Es ist kurz vor 12 Uhr in der 3. Sekundarstufe im Nidwaldischen Ennetbürgen. Herman Subornyi büffelt Technik und Umwelt – auf Deutsch. Der 15-jährige Junge aus der Ukraine ist seit neun Monaten in der Schweiz und besucht hier im Dorf zusammen mit Schweizer Kindern regulär die Schule.
Ich möchte einfach Ruhe haben, arbeiten und Geld verdienen.
Was ihn aber von seinen Klassenkameradinnen und -kameraden unterscheidet: Er wird nach dem Mittag nicht direkt zurück in den Unterricht kommen, sondern Zuhause bleiben, um am Fernunterricht in seinem Heimatland, der Ukraine, teilzuhaben. Denn diesen besucht er seit letztem Herbst wieder täglich. Ein Muss, denn ohne würde er die grosse Abschlussprüfung für das ukrainische Diplom in einem Jahr nicht bestehen.
Dabei möchte der Jugendliche eigentlich in der Schweiz bleiben und hier die Schule besuchen. In Ennetbürgen wird er gefördert, sei es im Fussball oder bei seinem Ziel, Physiotherapeut zu werden. «Ich möchte einfach Ruhe haben, arbeiten und Geld verdienen», sagt er. Doch der Schutzstatus S besagt, dass er zurückmuss, sobald der Krieg vorüber ist. Ein Szenario, das jederzeit eintreten kann.
70 Prozent nehmen am ukrainischen Fernunterricht teil
Von diesem Schicksal sind viele weitere von den rund 13’600 ukrainischen Kindern betroffen, die mittlerweile in der Schweiz zur Schule gehen. Eine aktuelle Studie der Pädagogischen Hochschule Zug hat ergeben, dass etwa 70 Prozent nach wie vor am Fernunterricht in der Ukraine teilnehmen und gleichzeitig noch die reguläre Schule und den Deutschunterricht in der Schweiz besuchen. Ein Drittel davon gibt sogar an, bis zu 15 Stunden pro Woche in den Fernunterricht zu investieren.

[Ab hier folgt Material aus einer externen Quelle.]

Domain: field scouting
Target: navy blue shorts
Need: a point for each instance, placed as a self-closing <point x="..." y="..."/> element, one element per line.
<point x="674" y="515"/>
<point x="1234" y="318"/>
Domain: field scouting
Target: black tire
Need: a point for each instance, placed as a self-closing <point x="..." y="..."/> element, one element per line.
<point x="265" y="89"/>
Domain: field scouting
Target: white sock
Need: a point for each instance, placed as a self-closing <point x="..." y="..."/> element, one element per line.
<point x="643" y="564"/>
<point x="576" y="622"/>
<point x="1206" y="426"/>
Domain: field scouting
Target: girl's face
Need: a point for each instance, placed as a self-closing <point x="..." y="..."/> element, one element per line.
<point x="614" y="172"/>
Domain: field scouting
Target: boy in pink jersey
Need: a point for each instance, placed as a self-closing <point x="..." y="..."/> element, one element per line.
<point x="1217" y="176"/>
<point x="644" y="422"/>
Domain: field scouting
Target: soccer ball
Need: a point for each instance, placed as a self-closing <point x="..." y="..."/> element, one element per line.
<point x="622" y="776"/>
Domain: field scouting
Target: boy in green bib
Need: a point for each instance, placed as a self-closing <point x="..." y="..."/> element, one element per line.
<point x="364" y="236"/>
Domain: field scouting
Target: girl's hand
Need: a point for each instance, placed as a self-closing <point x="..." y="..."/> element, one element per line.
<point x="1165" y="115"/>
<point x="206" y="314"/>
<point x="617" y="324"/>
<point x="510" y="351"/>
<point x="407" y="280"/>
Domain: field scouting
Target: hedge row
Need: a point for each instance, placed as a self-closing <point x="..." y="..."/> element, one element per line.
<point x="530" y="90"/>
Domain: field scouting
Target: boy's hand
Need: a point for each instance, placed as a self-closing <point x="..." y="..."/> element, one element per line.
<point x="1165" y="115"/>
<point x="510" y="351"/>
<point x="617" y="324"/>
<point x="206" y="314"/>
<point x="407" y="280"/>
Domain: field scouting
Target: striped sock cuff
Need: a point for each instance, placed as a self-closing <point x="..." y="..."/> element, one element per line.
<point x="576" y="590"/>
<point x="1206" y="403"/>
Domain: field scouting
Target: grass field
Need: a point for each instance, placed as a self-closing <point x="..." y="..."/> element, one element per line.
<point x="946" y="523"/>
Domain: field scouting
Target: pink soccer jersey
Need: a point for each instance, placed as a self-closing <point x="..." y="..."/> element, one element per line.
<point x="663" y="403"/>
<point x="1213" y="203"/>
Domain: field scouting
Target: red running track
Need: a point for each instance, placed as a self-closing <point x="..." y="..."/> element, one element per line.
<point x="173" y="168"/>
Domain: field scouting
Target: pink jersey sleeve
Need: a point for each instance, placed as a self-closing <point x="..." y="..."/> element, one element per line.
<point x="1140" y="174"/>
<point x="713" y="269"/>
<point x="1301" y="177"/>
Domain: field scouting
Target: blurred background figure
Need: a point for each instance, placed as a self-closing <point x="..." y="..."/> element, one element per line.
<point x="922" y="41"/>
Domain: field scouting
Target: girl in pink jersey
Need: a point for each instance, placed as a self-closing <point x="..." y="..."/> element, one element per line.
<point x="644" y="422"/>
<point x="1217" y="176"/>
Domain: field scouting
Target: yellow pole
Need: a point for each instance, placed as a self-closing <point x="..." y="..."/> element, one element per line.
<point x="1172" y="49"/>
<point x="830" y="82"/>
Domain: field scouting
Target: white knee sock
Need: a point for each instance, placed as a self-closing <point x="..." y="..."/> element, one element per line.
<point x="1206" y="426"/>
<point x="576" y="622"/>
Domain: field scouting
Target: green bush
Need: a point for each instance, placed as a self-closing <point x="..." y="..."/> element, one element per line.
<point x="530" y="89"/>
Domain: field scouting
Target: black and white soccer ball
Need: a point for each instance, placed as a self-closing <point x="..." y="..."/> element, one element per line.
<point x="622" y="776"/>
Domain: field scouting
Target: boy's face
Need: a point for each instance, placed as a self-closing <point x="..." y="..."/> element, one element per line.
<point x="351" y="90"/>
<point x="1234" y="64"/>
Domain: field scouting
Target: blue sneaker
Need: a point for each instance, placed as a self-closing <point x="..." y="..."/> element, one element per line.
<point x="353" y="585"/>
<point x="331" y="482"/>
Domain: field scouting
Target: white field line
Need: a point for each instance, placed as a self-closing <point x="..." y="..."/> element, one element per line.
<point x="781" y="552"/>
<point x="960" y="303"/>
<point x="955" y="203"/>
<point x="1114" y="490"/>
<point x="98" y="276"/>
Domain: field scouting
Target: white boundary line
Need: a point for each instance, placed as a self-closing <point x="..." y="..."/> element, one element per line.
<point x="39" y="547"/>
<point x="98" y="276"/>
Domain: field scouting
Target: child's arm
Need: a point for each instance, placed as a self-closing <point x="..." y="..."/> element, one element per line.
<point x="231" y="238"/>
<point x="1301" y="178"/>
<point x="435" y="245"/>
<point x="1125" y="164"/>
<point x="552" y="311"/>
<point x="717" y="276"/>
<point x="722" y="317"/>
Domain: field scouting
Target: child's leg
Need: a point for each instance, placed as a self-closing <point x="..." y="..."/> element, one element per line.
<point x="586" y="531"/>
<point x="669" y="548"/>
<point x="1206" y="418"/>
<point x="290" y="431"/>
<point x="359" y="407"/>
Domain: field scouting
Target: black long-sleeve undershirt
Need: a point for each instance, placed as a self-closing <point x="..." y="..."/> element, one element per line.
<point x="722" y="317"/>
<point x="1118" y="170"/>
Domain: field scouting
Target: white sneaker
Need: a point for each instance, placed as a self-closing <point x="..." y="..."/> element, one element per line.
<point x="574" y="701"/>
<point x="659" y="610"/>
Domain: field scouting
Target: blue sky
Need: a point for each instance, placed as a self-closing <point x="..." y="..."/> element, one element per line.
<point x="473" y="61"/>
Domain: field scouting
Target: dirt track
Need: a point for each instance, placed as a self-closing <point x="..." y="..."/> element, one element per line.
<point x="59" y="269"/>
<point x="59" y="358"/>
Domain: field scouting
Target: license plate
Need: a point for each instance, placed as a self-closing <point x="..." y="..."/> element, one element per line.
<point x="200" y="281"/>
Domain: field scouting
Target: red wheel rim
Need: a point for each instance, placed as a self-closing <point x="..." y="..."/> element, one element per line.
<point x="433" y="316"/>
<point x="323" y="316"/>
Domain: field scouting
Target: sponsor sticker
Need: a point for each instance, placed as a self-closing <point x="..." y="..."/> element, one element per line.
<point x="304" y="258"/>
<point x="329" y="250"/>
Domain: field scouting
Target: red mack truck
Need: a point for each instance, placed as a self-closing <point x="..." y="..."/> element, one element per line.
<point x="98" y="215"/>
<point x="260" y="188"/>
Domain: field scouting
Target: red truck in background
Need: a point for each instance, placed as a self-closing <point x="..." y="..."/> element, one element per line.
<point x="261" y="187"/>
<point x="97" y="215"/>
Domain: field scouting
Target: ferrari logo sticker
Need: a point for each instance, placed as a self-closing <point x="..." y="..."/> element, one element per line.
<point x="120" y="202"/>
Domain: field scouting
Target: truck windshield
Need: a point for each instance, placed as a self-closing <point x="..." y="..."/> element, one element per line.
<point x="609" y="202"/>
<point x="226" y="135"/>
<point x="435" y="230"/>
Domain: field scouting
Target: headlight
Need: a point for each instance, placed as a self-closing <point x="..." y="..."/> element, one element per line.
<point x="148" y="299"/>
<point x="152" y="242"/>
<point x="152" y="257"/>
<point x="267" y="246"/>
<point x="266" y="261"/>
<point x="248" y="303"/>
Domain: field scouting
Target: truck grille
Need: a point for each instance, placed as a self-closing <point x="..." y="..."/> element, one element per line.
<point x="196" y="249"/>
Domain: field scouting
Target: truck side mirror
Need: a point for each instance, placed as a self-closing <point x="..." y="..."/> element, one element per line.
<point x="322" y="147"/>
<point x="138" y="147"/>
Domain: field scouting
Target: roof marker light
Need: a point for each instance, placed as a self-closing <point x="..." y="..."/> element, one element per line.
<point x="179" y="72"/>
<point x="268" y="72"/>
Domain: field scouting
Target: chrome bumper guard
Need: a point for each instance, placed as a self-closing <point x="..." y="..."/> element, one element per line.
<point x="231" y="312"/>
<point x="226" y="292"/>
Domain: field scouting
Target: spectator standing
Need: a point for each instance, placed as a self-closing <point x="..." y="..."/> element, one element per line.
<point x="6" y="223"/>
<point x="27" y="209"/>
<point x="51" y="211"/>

Das führe zu einer Doppelbelastung, sagt Stephan Huber, Forschungsleiter der Studie. Für die Kinder sei es wichtig, neben der Schule auch Freizeitaktivitäten wie Sport oder Musik nachzugehen. Diese seien förderlich für die Integration und könnten den Kindern, die oft aus gepackten Koffern leben, ein Stück weit das Gefühl von Normalität vermitteln.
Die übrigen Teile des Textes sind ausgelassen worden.